Microsoft Symbol Server

Although GHIDRA has been primarily designed to utilize locally stored PDB files during analysis, the ability to interactively download individual PDB files from a web-based Microsoft Symbol Server is also provided. This capability is accessed via the GUI while a program is open via the File → Load PDB File... action.

DIA SDK Dependency

In order for the native PDB parser to work on your Microsoft Windows machine, you must:

1. Ensure you have msdia140.dll on your computer, and
2. Register msdia140.dll in the Windows registry.

• The following instructions assume you have a 64-bit operating system. If you have rebuilt pdb.exe with a newer version of the DIA SDK you will need to register the corresponding version of the 64-bit DLL. The DIA SDK 14.0 corresponds to Visual Studio 2017.
  
  
• The PDB format is known to change over time and may be incompatible with the current pdb.exe parser contained within Ghidra. A Microsoft Visual Studio project is provided within the Ghidra/Features/PDB/src/pdb directory which will allow you to rebuild it with a newer version of Visual Studio and DIA SDK.

Ensure you have msdia140.dll on your computer

First, check to see if you already have the msdia140.dll library installed on your system. It is generally installed installed with Microsoft Visual Studio 2017 when C/C++ development support is included ( may be Community, Professional, or other VS 2017 distribution package name).

        C:\Program Files (x86)\Microsoft Visual Studio\2017\\DIA SDK\bin\amd64\msdia140.dll

This file is commonly located here, although it may be installed in other locations as well. Any 64-bit copy may be registered provided it is the correct version. There is no need to register more than one.

Register 'msdia140.dll' in the Windows registry

Please register 64-bit msdia140.dll even if you already had a copy of it on your computer since it is not registered by the Visual Studio installation process. You will need administrative rights/privileges in order to register the DLL in the Windows registry.

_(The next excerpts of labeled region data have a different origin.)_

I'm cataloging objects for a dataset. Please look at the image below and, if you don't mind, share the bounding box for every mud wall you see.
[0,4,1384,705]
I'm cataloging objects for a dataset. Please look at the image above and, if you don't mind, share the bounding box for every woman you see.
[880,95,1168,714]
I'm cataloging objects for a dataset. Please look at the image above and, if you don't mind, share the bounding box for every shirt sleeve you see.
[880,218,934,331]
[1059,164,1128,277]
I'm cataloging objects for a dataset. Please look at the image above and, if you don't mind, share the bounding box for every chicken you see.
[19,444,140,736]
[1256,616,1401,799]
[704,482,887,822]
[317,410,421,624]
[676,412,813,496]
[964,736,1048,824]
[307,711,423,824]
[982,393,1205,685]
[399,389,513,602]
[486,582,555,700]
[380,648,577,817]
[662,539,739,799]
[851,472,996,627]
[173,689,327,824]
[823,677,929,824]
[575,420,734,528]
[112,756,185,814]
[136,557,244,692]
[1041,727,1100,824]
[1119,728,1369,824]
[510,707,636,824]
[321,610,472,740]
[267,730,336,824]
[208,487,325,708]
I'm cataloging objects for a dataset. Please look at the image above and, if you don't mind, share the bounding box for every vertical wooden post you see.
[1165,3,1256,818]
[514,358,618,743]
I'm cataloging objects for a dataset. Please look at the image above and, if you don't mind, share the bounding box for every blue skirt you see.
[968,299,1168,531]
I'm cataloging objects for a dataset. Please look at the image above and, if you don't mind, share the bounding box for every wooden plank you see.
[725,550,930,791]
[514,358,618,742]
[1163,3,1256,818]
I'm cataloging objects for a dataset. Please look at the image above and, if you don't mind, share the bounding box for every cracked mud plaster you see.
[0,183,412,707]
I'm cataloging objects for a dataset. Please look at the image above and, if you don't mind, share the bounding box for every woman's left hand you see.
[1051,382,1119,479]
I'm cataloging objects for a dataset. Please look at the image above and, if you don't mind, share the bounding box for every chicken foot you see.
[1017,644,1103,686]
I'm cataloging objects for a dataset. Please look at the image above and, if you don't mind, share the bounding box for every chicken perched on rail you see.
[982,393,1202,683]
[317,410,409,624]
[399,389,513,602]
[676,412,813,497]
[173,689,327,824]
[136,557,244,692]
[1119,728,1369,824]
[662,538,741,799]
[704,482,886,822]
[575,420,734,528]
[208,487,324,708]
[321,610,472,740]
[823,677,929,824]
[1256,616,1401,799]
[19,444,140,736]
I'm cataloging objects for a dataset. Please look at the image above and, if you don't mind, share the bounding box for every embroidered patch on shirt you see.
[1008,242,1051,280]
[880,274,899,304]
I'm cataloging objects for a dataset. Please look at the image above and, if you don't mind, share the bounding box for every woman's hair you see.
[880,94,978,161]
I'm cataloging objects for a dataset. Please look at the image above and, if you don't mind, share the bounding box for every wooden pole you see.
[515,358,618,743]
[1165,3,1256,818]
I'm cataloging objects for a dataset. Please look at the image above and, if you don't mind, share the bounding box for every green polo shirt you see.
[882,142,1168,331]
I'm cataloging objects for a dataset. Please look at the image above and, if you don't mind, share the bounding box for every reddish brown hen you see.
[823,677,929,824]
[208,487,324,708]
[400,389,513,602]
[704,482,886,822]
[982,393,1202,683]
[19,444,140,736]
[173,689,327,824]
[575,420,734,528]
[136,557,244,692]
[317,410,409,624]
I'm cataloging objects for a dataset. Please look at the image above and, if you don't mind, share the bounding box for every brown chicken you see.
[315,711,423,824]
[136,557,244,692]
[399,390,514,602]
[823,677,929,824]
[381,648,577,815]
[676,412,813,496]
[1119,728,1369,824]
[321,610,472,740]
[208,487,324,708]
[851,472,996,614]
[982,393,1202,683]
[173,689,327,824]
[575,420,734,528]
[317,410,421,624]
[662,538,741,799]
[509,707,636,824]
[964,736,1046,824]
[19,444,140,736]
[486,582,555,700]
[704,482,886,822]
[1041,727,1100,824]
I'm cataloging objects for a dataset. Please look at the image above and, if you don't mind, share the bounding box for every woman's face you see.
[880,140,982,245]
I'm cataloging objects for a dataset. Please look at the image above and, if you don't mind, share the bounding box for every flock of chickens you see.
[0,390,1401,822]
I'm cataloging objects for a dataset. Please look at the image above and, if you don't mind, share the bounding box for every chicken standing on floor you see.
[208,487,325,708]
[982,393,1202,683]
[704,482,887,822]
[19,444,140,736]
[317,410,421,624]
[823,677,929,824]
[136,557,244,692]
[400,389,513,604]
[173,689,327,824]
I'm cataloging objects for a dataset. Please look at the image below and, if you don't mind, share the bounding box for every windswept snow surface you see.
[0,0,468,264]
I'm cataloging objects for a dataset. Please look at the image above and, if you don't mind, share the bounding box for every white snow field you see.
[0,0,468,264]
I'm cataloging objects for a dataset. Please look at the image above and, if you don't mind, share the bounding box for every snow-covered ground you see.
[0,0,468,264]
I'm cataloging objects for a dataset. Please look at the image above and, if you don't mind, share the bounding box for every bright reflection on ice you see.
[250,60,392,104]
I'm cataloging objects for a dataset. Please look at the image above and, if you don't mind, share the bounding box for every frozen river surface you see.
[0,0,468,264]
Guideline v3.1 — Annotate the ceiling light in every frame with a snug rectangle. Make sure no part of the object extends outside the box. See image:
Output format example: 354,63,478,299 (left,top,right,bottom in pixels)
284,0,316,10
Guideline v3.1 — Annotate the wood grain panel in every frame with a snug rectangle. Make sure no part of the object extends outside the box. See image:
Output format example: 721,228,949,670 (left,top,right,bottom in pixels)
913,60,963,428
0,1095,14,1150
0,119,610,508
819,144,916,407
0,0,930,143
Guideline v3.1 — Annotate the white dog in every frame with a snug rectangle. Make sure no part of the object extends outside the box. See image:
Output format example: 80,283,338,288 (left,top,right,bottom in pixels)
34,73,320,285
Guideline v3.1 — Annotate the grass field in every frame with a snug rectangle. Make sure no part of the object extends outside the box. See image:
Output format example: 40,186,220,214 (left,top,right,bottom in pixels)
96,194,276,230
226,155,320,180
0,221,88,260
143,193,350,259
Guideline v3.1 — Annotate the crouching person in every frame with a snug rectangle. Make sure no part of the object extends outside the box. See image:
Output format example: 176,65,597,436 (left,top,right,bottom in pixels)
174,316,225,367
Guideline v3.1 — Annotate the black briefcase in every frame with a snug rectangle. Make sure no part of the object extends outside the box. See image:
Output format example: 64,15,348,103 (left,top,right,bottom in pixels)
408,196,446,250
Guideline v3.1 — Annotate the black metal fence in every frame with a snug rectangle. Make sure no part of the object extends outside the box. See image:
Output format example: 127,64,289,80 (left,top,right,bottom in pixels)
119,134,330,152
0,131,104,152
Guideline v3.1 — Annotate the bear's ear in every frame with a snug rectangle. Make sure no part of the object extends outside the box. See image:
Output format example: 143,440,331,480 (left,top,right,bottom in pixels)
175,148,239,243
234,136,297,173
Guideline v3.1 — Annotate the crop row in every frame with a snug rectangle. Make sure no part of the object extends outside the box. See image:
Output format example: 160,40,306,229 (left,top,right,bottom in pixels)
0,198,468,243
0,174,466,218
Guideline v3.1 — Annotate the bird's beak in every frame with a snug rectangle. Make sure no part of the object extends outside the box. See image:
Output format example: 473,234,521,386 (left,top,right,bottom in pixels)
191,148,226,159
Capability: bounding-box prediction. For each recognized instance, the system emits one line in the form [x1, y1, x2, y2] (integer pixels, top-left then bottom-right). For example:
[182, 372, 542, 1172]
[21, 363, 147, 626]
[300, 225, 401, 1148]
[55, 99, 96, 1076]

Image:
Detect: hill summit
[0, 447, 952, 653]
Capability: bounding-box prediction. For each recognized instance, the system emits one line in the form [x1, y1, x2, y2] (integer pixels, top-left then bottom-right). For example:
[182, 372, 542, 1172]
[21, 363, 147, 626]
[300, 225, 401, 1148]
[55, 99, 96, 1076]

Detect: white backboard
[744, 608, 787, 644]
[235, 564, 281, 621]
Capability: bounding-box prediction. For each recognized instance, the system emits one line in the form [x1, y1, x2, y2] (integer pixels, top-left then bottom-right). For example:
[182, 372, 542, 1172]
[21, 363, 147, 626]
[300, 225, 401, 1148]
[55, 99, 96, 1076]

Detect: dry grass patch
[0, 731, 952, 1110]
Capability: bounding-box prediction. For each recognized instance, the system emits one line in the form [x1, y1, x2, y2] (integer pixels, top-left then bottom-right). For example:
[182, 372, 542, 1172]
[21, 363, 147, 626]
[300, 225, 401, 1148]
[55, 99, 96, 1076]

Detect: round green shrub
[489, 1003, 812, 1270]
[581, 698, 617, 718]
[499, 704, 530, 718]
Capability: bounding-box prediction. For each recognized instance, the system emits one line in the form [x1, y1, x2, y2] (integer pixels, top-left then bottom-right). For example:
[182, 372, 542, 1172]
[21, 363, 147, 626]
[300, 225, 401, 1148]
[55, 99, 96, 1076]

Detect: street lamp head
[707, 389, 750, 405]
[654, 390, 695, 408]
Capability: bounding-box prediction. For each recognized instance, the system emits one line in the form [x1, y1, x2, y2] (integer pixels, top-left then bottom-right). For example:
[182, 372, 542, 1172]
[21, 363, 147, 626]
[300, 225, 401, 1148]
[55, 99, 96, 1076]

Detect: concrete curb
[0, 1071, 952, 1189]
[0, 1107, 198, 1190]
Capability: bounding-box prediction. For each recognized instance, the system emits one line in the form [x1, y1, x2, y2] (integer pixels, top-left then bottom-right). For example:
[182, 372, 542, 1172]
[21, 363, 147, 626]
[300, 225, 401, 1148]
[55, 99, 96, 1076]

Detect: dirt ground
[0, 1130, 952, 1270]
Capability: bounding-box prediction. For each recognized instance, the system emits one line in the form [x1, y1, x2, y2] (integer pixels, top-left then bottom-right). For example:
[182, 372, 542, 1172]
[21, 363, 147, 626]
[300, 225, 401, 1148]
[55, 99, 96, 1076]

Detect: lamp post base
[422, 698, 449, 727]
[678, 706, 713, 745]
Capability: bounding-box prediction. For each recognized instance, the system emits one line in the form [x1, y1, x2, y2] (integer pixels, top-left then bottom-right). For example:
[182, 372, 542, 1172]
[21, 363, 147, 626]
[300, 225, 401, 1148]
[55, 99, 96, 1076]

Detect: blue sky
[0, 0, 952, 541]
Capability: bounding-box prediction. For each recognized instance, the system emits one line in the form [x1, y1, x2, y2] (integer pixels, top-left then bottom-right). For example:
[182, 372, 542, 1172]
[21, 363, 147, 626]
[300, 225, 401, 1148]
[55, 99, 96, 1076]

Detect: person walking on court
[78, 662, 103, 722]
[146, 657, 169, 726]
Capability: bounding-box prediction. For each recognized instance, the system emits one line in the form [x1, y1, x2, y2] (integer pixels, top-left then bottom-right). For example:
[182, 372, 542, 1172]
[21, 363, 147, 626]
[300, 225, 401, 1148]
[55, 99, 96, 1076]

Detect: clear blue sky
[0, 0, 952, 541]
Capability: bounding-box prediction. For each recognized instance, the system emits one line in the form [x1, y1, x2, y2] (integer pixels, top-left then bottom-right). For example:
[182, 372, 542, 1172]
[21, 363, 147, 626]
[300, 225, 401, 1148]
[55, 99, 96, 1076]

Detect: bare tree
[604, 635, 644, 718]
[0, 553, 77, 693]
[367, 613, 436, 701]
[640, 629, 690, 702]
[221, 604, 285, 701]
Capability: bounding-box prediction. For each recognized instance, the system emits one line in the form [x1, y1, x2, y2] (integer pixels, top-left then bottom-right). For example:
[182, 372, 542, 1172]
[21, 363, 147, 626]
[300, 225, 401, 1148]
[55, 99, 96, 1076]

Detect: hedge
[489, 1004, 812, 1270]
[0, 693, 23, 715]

1. Start a command prompt as an administrator:
• Click Windows Start menu, enter CMD in the search box to locate CMD program.
• Right-click on CMD program and then click Run as administrator.
• If the User Account Control dialog box appears, confirm that the action it displays is what you want, and then click Yes to continue. You may be prompted for an Admin password to elevate permissions.
2. At the prompt within the displayed CMD window, navigate to the parent folder that contains the 64-bit version of msdia140.dll or specify the full path of the DLL to regsvr32 command below.
3. Enter the following command to register the DLL:

	   regsvr32 msdia140.dll

When the registration has completed you should see a popup that indicates that "DllRegisterServer in msdia140.dll succeeded".